Arwen's meanderings

Hi everyone and welcome to my dinghy cruising blog about my John Welsford designed 'navigator' named Arwen. Built over three years, Arwen was launched in August 2007. She is a standing lug yawl 14' 6" in length. This blog records our dinghy cruising voyages together around the coastal waters of SW England.
Arwen has an associated YouTube channel so visit www.YouTube.com/c/plymouthwelshboy to find our most recent cruises and click subscribe.
On this blog you will find posts about dinghy cruising locations, accounts of our voyages, maintenance tips and 'How to's' ranging from rigging standing lug sails and building galley boxes to using 'anchor buddies' and creating 'pilotage notes'. I hope you find something that inspires you to get out on the water in your boat. Drop us a comment and happy sailing.
Steve and Arwen

Sunday 25 March 2012

Tinkerbelle and Robert Manry

I have been a member of the Dinghy Cruising Association for the last year or so. I find their forum informative, lively and well informed, populated by sailors who understand small boats and who have a high level of skill. The forum can be a little ‘tiring’ though as there is lots of off topic banter which at times can be strident and bluntly irritating. Well I find it irritating and so I exercise my right to tune out until it comes back onto boating topics. What I don’t find irritating however is the dinghy cruising association quarterly journal. Now that is brilliant, a mixture of rally reports and articles about dinghy cruising written by those who are experienced and knowledgeable. Authors have great skill in weaving stories with factual information. As a newbie, it is a mine of well informed discussion, instruction and insight. These are people who really know their ‘stuff’ and I would recommend anyone who sails a small boat to join. This year my new year’s resolution is to actually get over my fears and actually join one of their south west rallies. I say fear because I feel I don’t have sufficient skills to actually join those rallies and I’m likely to make a complete ‘ass’ of myself. I don’t row Arwen; I’ve never sailed her onto a beach; or off one for that matter. I’ve still so much to learn but then the argument goes – you join DCA to gain from the experience of others!


Any way the reason I bring this up is because of a great article by Paul Constantine about Robert Manry and his small boat ‘Tinkerbelle’in this quarter's journal. Together they crossed the Atlantic, Tinkerbelle, being a 13.5 ft boat, Robert a copy editor of a newspaper. The date was 1965.


Robert Manry

Paul’s article was well written, informative and thought provoking. I won’t repeat any of it here but I did decide to do a little digging because this is a story I didn’t know about.

Robert Manry was born in 1918 in Landour, India, in the Himalayas and worked as a reporter in Ohio, and in Pittsburgh, Pennsylvania. Tinkerbelle was a boat he bought to work on. He added a small cabin, painted it and made some modifications.

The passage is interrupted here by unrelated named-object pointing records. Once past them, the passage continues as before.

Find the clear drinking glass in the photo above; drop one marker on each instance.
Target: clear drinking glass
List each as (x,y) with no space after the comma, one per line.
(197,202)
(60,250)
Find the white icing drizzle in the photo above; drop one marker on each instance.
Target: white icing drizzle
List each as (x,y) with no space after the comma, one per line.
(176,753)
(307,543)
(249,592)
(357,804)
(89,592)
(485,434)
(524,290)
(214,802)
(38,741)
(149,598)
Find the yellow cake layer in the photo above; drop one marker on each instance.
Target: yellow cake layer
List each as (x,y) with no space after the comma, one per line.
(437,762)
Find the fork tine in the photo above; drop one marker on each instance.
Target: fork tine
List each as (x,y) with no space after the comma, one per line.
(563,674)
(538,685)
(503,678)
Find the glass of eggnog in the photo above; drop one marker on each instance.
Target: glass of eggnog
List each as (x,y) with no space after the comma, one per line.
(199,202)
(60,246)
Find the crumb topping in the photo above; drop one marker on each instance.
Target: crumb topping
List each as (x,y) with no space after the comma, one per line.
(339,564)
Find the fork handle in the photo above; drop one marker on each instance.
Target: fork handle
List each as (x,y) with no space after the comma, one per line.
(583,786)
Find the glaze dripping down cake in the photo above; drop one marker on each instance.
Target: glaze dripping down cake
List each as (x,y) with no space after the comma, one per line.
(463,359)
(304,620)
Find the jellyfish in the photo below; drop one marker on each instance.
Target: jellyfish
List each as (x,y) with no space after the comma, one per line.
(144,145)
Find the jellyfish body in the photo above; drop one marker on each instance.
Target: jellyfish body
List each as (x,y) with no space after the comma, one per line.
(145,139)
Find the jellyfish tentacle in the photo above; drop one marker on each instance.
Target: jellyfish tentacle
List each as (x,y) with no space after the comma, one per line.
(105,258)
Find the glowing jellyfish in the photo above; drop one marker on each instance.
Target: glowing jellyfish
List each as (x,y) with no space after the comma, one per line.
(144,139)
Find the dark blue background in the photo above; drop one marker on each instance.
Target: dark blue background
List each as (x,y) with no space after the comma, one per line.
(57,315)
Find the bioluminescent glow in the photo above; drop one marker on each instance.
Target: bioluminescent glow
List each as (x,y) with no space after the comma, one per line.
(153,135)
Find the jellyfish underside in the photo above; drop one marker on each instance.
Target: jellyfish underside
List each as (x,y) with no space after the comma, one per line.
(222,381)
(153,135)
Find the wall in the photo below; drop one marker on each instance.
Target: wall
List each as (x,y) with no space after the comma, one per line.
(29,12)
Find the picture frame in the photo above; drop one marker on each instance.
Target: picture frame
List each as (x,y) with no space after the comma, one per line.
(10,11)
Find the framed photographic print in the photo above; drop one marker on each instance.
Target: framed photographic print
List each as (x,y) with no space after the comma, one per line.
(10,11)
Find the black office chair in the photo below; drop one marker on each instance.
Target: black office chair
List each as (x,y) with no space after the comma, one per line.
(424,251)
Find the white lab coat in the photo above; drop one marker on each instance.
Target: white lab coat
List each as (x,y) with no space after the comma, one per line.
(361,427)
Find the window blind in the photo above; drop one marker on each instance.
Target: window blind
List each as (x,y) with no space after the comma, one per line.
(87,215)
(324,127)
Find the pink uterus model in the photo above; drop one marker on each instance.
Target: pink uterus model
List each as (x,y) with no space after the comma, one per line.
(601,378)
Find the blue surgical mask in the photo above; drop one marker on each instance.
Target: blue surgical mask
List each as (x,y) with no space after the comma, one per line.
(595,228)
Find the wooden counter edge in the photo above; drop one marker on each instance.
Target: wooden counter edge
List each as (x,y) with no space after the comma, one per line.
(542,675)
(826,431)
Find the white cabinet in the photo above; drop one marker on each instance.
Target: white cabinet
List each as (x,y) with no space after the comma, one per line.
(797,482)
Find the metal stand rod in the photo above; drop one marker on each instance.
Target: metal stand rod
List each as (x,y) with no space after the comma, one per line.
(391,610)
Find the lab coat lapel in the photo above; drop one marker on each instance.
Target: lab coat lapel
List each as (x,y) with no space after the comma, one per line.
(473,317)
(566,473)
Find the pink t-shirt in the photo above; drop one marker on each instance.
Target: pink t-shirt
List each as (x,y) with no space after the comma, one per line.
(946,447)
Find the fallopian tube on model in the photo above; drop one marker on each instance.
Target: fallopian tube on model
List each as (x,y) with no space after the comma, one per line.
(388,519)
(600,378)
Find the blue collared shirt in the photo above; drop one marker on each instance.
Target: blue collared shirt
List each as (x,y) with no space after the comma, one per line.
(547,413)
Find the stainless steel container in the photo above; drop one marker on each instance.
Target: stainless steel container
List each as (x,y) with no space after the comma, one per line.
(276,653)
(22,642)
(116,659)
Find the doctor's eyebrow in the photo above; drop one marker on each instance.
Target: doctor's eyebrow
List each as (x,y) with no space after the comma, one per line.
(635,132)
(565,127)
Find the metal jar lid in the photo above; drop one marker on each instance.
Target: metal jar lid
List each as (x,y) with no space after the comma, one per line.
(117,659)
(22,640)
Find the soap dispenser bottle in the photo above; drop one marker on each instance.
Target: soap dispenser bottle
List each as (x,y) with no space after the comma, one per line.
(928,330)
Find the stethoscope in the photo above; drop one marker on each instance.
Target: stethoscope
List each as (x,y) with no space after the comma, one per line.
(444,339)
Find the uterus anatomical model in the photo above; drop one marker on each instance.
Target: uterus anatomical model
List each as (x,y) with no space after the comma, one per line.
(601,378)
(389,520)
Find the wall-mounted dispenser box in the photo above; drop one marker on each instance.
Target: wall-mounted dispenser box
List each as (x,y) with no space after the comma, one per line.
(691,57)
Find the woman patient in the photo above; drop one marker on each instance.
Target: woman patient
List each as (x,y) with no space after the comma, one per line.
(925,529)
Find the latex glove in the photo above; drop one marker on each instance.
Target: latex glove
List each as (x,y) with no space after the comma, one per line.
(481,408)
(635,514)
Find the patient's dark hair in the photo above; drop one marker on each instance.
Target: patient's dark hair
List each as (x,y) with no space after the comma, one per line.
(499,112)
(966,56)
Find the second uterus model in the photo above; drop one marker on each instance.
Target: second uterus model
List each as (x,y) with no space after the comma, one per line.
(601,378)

I read that Robert Manry had dreamed of sailing the Atlantic for 30 years and although he had asked friends to accompany him they didn’t materialise and so he planned his epic journey as a solo voyage.

Yet when you look at Tinkerbelle, you realise it is a miracle that he ever survived the voyage. Her hull wasn’t deep enough. He didn’t have much breadth. Half the cockpit was open with little shelter from wind or waves. Tinkerbelle was a little wooden Old Town "Whitecap" sailboat, originally built by the Old Town Canoe Co. of Maine. Her official registration number painted on her bow was OH 7013 AR. Robert made various alterations to his boat, filling any space with foam for added buoyancy and fitting an emergency distress beacon, spare parts and enough supplies for 90 days at sea. I read that he taught himself to use a sextant
sitting on the porch outside his house.



Anyway he sailed from Falmouth in USA to Falmouth in UK. It took 78 days during which time he was woken by a submarine, knocked overboard several times by big waves, socialised with Russian trawlers, broke his rudder several times, feasted with a Belgian ship’s captain and received an armada welcome in Falmouth UK.



“…[an] armada appeared on the scene, this one English and headed south, straight for Tinkerbelle and me. It came towards us fast, turned and then swept us up into its bosom to escort us the remaining few miles to Falmouth; and as it moved along it continued to grow. It was a fantastic sight.”


Robert Manry
Sounds like an average day on Plymouth Sound in Arwen!

When he stepped onto land at Falmouth steps at the Old Custom House, his wife and children were there to greet him, having flown in from Ohio. Thousands turned out to welcome him, for his story had made the press on both sides of the Atlantic.